Moscow Guide
The Zemlyanoy Gorod
In medieval times, the white-walled Beliy Gorod was encircled by a humbler Zemlyanoy Gorod, or "Earth Town", ringed by an earthen rampart 15km in diameter. Its wooden houses and muddy lanes proved impervious to change until its total destruction in the fire of 1812. Reconstruction presented an ideal opportunity for gentrification, as former artisans' quarters were colonized by the nobility and the old ramparts were levelled to form a ring of boulevards, where anyone building a house was obliged to plant trees – the origin of the Garden Ring (Sadovoe koltso) that marked the division between the bourgeois centre and the proletarian suburbs.
Although Moscow's growth eroded this distinction and the Revolution turned it inside out, the area's cachet endured. Its roll call of famous residents includes Pushkin, Lermontov, Chekhov, Gorky and Bulgakov, all of whom are associated with certain neighbourhoods – in particular, Bulgakov and the Patriarch's Ponds. Besides its literary associations, this is one of the best-looking parts of Moscow, with Empire and Art Nouveau mansions on every corner of the backstreets off the Arbat. This quarter has inspired poet-musicians like Bulat Okudzhava, giving rise to a vibrant street life that was unique in Moscow during the 1980s and is still more tourist-friendly than anything else currently on offer.
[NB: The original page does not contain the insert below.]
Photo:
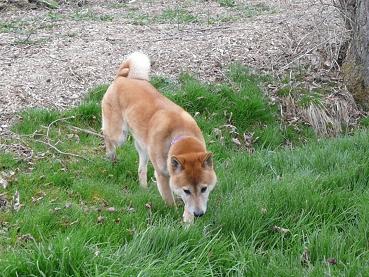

The modern Garden Ring is a Stalinist creation whose name has been a misnomer since all the trees were felled when it was widened to an eight-lane motorway in the 1930s (said to have been envisaged as an aircraft runway in wartime). Vast avenues, flanked by leviathan blocks and the Stalin-Gothic skyscrapers whose pinnacles and spires dominate Moscow's skyline, exude power and indifference. In 1944, hordes of German POWs were herded along the Ring en route to Siberia; some Muscovites jeered, others threw them bread. The Ring witnessed barricades and bloodshed during the crises of 1991 and 1993 – but under normal circumstances, traffic is the only real hazard.